Politik - Was ist passiert – was dahinter steckt
UN-Sicherheitsrat: Wahlergebnisse aus New York
New York () – Deutschland ist bei der Wahl für einen Sitz im UN-Sicherheitsrat bereits im ersten Wahlgang seinen Konkurrenten Portugal und Österreich klar unterlegen. Portugal bekam in geheimer Wahl 134 Stimmen, Österreich 131 und Deutschland nur 104 Stimmen.
Die notwendige Zwei-Drittel-Mehrheit lag nach Angaben von Annalena Baerbock, derzeit Präsidentin der Generalversammlung, bei 127 Stimmen – Portugal und Österreich bekommen damit für zwei Jahre einen Sitz im Sicherheitsrat.

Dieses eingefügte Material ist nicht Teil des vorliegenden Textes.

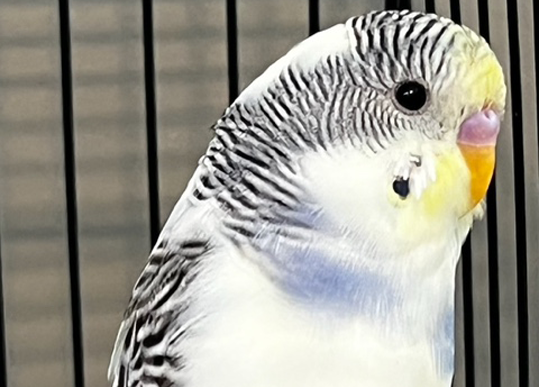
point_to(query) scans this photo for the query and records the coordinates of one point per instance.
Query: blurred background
(497, 297)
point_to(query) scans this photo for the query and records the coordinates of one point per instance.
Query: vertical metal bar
(494, 297)
(530, 53)
(314, 16)
(3, 357)
(151, 119)
(467, 281)
(232, 39)
(430, 6)
(71, 191)
(520, 191)
(398, 4)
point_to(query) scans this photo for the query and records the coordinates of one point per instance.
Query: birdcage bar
(492, 229)
(314, 16)
(71, 191)
(3, 357)
(151, 119)
(520, 197)
(430, 6)
(232, 49)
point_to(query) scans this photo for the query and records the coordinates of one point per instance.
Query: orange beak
(477, 142)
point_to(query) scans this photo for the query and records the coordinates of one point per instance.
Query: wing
(146, 349)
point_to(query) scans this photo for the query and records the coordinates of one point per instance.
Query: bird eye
(411, 95)
(401, 187)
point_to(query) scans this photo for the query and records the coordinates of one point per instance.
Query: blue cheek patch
(316, 277)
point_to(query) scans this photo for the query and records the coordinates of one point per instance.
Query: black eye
(401, 187)
(411, 95)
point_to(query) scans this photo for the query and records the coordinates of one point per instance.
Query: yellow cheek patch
(451, 190)
(484, 81)
(444, 200)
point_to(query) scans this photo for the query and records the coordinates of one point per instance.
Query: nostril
(481, 129)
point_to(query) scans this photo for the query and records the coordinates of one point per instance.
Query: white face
(357, 190)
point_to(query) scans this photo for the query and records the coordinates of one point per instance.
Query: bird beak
(477, 142)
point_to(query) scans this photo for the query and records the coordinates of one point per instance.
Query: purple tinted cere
(481, 129)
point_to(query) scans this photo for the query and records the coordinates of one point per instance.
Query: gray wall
(192, 91)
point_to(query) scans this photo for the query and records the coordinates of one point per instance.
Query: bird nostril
(481, 129)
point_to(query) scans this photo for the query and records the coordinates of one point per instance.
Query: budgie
(316, 243)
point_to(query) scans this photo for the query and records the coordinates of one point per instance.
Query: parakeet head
(388, 122)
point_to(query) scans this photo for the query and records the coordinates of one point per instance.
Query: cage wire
(497, 321)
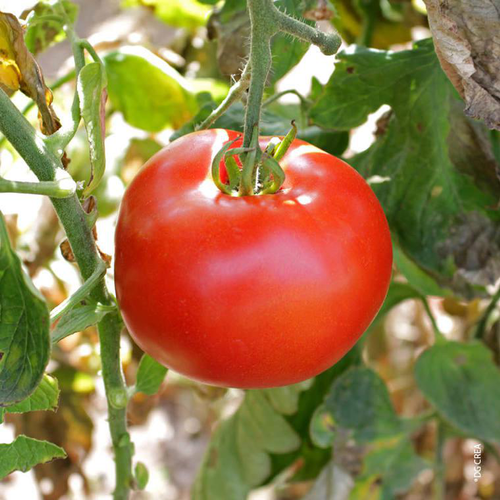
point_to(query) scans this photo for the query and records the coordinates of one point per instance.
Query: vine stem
(46, 166)
(62, 188)
(439, 467)
(235, 93)
(265, 21)
(483, 322)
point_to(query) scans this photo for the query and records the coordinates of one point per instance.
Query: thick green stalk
(62, 188)
(263, 29)
(45, 165)
(235, 93)
(265, 21)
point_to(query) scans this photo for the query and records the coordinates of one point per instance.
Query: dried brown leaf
(467, 40)
(20, 71)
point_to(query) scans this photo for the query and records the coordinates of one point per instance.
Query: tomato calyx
(250, 171)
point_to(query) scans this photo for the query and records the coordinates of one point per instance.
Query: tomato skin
(255, 291)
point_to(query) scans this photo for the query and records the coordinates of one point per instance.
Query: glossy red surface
(256, 291)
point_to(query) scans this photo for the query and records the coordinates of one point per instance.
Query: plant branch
(61, 188)
(235, 93)
(329, 43)
(82, 293)
(483, 322)
(46, 165)
(265, 21)
(279, 95)
(60, 139)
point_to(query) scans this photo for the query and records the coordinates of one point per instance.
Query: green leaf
(24, 453)
(231, 25)
(24, 327)
(389, 469)
(150, 375)
(77, 319)
(91, 87)
(463, 383)
(189, 14)
(435, 208)
(150, 93)
(42, 33)
(45, 397)
(238, 456)
(416, 276)
(359, 401)
(334, 483)
(322, 429)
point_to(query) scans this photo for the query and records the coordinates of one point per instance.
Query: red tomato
(255, 291)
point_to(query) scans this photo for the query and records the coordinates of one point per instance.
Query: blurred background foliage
(387, 421)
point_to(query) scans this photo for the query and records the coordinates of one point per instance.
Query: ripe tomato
(255, 291)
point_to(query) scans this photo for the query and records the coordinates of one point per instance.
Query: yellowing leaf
(20, 71)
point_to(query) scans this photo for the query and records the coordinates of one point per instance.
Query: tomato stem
(46, 164)
(235, 93)
(266, 20)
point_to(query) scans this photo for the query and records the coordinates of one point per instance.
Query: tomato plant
(252, 291)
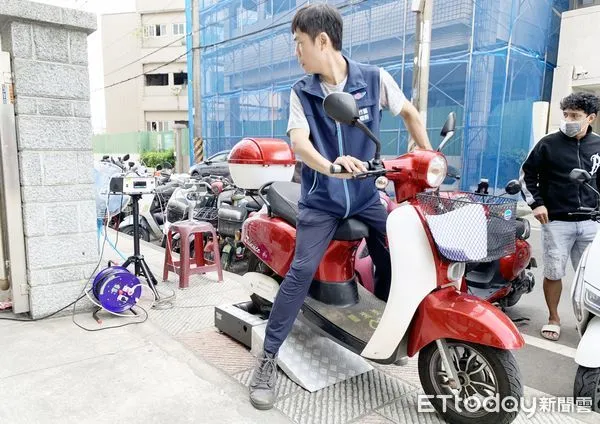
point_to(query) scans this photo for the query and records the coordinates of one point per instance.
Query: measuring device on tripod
(116, 288)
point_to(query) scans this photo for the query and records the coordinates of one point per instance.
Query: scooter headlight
(592, 299)
(578, 288)
(436, 171)
(381, 183)
(523, 229)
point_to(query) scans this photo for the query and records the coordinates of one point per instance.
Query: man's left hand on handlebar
(351, 165)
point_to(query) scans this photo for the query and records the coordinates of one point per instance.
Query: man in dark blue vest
(327, 199)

Insgesamt müssen fünf Länder nachrücken, nachdem die Amtszeit für Dänemark, Griechenland, Pakistan, Panama und Somalia abgelaufen ist. Für Afrika trat am Mittwoch Simbabwe an und bekam mit 182 Stimmen eine klare Mehrheit. Für die lateinamerikanischen und karibischen Staaten ging Trinidad und Tobago ins Rennen und hatte mit 181 Stimmen ebenfalls keine Probleme.
In der Asien-Pazifik-Ländergruppe kam zunächst keine erforderliche Mehrheit zustande. Die Philippinen kamen im ersten Wahlgang nur auf 85, Kirgistan nur auf 105 Stimmen.

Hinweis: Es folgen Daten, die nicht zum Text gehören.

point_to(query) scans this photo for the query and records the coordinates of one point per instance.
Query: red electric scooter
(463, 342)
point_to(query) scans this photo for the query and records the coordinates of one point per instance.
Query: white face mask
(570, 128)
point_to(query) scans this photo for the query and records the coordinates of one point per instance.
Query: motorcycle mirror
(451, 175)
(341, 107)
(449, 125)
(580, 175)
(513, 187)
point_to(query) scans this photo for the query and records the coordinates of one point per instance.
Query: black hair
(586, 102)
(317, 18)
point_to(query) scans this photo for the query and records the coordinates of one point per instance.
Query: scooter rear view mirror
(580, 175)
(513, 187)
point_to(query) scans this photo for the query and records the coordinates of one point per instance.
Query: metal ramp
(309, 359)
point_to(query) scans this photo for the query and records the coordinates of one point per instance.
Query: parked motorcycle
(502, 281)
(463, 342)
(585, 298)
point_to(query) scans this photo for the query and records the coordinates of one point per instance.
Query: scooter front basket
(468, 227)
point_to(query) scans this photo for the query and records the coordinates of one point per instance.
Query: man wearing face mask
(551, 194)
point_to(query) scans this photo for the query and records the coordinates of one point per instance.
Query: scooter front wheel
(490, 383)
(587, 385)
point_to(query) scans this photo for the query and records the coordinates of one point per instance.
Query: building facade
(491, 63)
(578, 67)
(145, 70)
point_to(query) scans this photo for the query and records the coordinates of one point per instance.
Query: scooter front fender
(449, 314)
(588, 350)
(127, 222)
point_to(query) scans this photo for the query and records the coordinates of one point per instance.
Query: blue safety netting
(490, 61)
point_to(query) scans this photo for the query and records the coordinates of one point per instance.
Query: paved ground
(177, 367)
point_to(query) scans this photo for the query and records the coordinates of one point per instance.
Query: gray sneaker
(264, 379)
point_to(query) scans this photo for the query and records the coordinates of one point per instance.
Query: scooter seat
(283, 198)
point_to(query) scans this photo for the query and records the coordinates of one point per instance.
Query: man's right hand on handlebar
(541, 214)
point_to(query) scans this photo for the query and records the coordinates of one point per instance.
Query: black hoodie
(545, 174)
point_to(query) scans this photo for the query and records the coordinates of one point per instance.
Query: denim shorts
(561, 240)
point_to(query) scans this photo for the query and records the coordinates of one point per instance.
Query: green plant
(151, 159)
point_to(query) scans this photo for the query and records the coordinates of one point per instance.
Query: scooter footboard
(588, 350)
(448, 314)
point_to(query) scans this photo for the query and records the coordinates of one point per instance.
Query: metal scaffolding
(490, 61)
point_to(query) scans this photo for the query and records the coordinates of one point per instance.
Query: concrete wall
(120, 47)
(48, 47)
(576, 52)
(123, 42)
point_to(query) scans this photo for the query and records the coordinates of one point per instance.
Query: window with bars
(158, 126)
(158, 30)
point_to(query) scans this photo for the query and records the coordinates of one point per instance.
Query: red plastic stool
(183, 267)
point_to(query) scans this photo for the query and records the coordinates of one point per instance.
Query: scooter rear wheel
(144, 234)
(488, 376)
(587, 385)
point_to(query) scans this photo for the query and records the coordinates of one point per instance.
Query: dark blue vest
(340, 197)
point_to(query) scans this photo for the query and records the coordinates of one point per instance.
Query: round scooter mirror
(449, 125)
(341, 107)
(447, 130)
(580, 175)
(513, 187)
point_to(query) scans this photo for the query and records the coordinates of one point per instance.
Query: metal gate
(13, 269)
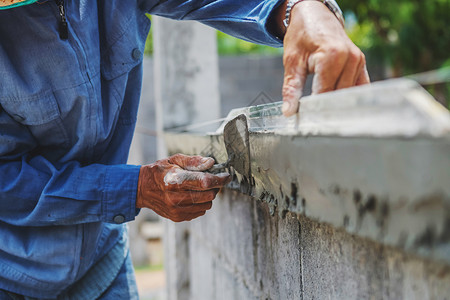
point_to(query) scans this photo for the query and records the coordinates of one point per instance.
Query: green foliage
(410, 35)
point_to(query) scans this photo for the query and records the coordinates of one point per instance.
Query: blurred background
(403, 38)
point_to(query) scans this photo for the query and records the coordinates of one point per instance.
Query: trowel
(236, 139)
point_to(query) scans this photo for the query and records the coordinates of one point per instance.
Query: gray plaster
(297, 258)
(391, 187)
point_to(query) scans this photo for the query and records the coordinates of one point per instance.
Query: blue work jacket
(67, 116)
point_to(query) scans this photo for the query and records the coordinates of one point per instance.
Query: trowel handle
(218, 168)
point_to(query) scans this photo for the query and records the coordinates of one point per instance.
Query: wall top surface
(373, 160)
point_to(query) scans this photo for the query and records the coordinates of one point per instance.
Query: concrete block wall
(239, 250)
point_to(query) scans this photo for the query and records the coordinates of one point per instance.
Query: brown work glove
(177, 188)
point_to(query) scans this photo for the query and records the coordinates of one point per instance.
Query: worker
(70, 83)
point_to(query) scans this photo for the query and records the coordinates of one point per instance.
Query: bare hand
(177, 188)
(315, 42)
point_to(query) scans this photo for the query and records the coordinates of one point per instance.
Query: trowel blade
(236, 139)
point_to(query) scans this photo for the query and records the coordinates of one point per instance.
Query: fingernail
(285, 107)
(204, 160)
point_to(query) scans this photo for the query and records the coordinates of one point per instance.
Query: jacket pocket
(40, 114)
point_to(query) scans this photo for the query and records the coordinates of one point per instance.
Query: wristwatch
(330, 4)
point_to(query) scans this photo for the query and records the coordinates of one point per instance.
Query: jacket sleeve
(247, 20)
(36, 192)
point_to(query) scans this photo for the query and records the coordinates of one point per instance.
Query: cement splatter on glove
(178, 188)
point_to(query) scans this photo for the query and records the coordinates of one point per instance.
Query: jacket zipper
(63, 28)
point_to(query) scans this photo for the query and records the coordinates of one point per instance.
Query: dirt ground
(151, 284)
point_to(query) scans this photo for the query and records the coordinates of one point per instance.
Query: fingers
(192, 163)
(179, 179)
(294, 80)
(327, 67)
(353, 67)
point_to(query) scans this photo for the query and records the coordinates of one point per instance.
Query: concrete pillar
(186, 92)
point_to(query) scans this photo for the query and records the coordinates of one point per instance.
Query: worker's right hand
(177, 188)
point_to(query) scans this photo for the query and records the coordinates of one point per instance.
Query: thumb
(294, 80)
(192, 163)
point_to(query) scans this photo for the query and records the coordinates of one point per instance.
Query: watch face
(5, 4)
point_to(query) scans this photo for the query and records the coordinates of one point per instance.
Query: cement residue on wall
(240, 251)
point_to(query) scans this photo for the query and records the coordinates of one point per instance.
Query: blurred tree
(409, 35)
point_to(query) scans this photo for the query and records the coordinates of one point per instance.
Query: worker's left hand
(315, 42)
(179, 188)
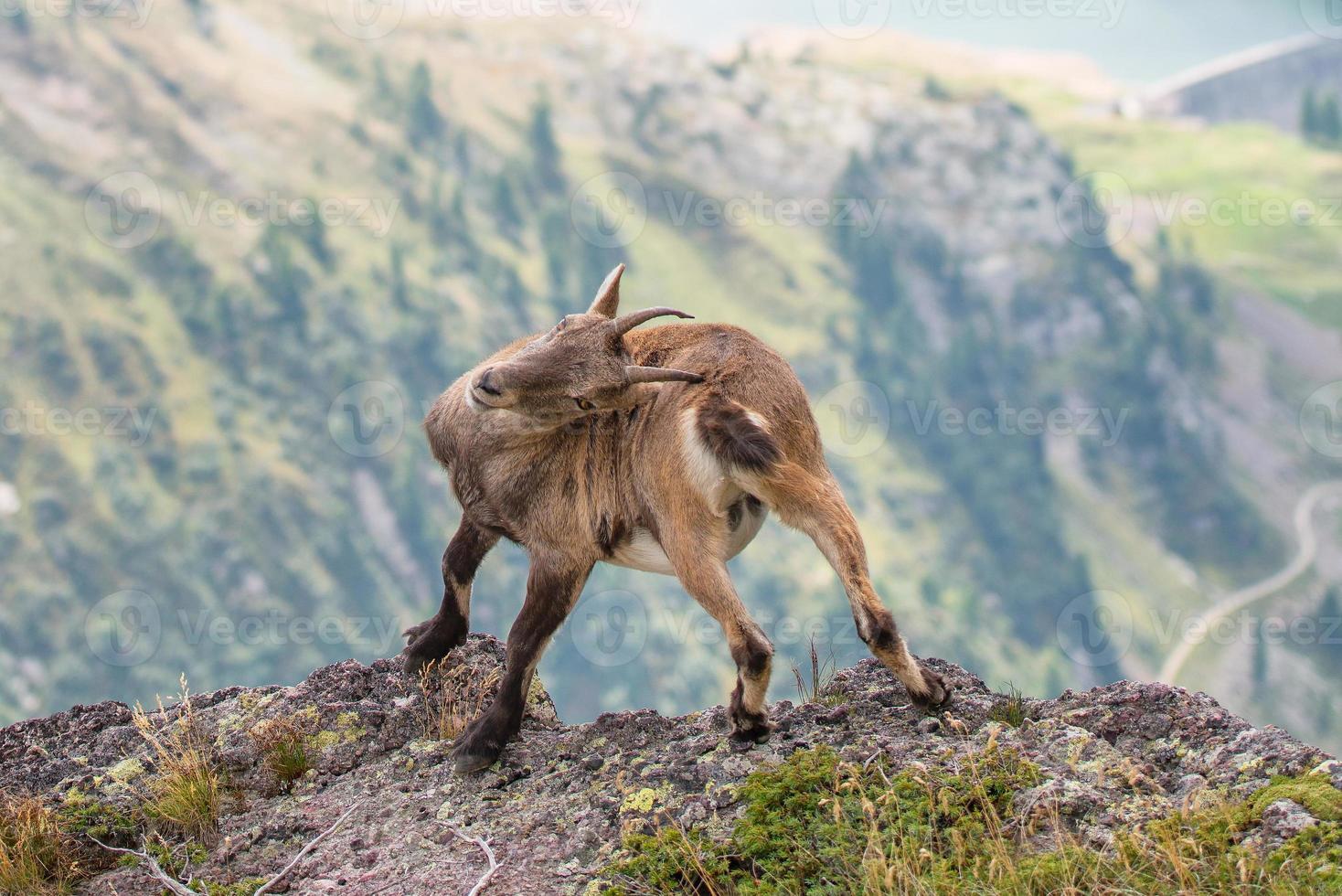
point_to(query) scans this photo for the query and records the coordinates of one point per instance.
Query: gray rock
(557, 805)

| Text-/Bildquelle: | Übermittelt durch www.dts-nachrichtenagentur.de |
| Bildhinweis: | Vereinte Nationen (Archiv) |
Häufig gestellte Fragen (FAQ)
Was ist passiert?
- Deutschland unterliegt bei UN-Sicherheitsratswahl Portugal und Österreich im ersten Wahlgang.

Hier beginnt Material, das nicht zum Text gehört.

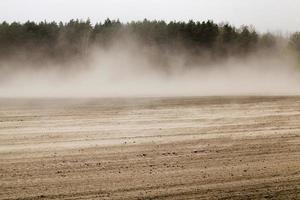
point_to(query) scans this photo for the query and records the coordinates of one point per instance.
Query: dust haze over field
(129, 69)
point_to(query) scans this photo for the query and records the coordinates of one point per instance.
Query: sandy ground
(152, 148)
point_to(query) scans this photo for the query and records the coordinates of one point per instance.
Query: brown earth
(150, 148)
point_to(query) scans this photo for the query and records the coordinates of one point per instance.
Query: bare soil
(150, 148)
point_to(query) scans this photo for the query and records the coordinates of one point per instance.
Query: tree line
(62, 41)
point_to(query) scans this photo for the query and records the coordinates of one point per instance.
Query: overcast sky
(265, 15)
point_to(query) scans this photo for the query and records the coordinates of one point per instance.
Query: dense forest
(76, 38)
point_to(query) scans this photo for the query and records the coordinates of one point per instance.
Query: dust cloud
(130, 70)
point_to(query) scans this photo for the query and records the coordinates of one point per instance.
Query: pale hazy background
(265, 15)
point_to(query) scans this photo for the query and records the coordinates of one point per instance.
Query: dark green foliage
(63, 41)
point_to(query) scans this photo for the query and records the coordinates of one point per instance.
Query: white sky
(265, 15)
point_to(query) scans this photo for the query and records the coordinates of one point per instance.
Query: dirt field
(172, 148)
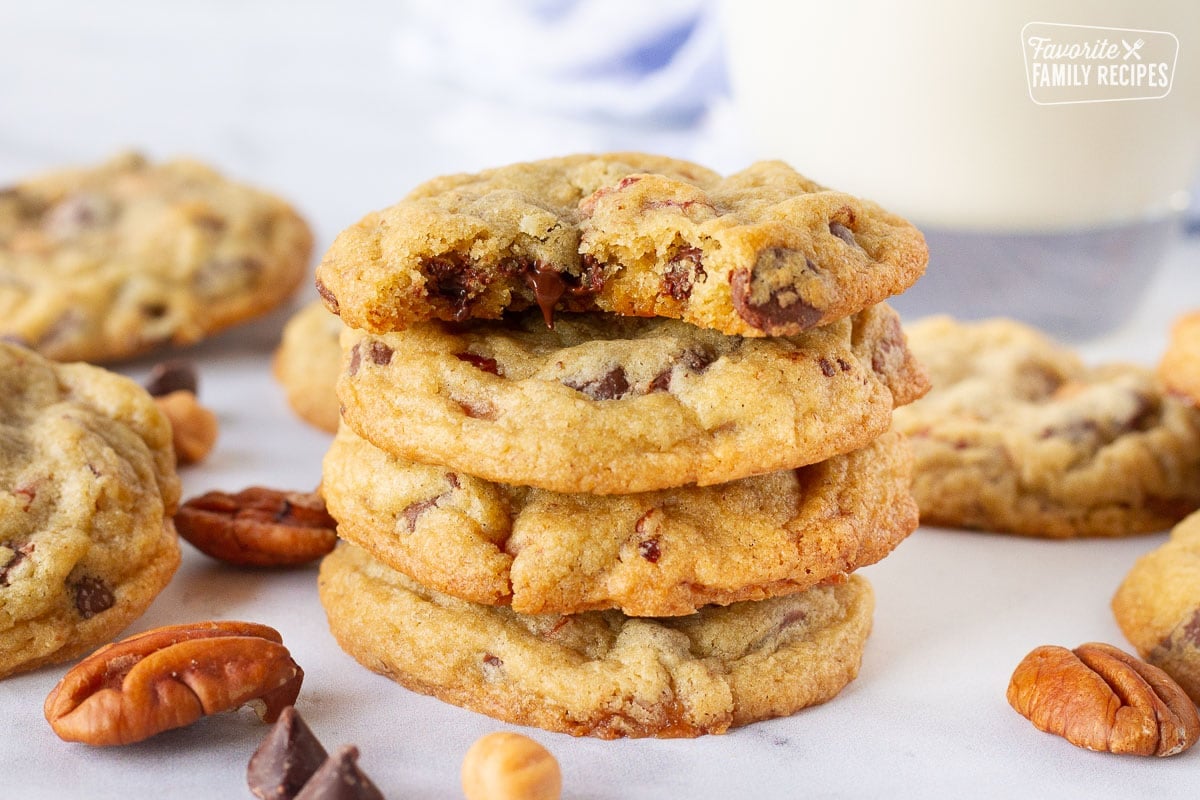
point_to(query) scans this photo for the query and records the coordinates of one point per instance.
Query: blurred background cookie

- Portugal erhält 134 Stimmen, Österreich 131, Deutschland nur 104.
- Portugal und Österreich erhalten für zwei Jahre einen Sitz im Sicherheitsrat.
Warum ist das wichtig?
- Verlust eines wichtigen Einflusses im UN-Sicherheitsrat
- Vernichtung von Ressourcen und Politischem Kapital für die Kandidatur
- Signal an die internationale Gemeinschaft über Deutschlands aktuelle Stellung
Wer ist betroffen?
- Deutschland
- Portugal
- Österreich
- Dänemark
- Griechenland
- Pakistan
- Panama
- Somalia
- Simbabwe
- Trinidad und Tobago
- Philippinen
- Kirgistan
Zahlen/Fakten?
- Portugal: 134 Stimmen
- Österreich: 131 Stimmen
- Deutschland: 104 Stimmen
- Notwendige Zwei-Drittel-Mehrheit: 127 Stimmen
- Simbabwe: 182 Stimmen
- Trinidad und Tobago: 181 Stimmen
- Philippinen: 85 Stimmen
- Kirgistan: 105 Stimmen
Wie geht’s weiter?
- Portugal und Österreich übernehmen für zwei Jahre Sitze im UN-Sicherheitsrat.
- Weitere Wahlgänge für die Asien-Pazifik-Ländergruppe notwendig.
- Fünf Länder müssen nachrücken; Konkurrenz bleibt aktiv.